On Wed, Feb 3, 2010 at 4:20 PM, alan pae <alanpae at ilkda.com> wrote:
> Sorry if this is a bit naive.
>
> I'm looking at picking up a Compaq V6000 dual core AMD notebook.
>
> According to the HCL this computer is supported but it looks like the drivers 
> for the built-in wifi are 32-bit only. ?The adapter is listed as a Broadcom 
> device.
>
> So, can I still boot 64-bit or do I need to modify the boot to run 32-bit?
>
> Is it easier to just replace the existing adapter with one that has 64-bit 
> drivers and can anyone recommend another adapter?

Not sure if that model has a mini-PCI NIC Whitelist (only allowing the system
to boot with specific pci-id'd NIC's) so you might be stuck with broadcom there,
unless you can find an atheros based HP/Compaq mini-pci nic.

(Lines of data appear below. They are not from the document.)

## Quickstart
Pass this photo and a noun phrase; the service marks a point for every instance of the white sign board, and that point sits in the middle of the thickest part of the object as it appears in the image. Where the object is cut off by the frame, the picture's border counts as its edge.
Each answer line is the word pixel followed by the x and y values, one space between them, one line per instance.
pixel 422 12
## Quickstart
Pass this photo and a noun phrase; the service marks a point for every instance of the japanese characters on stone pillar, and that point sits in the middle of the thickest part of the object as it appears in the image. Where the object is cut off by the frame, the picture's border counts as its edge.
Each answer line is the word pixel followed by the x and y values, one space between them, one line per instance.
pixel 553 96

Zydas (zd1211b) based USB adapters are well supported and pretty ubitiquous.
I've picked up several for between $10-20 on ebay or other places. Pretty much
anyone who has made a USB wifi nic, used the Zydas (zd1211b is the name
of the chipset) hardware.  Be careful though.  Some vendors actually
used different
hardware for the same model numbers with extra letters to show versioning.
Trendnet did this, so a rev b might be zd1211b based, while rev c
might be RTL-8189
based.  They get away with this because they always distribute windows drives
with the device, so windows users never really know.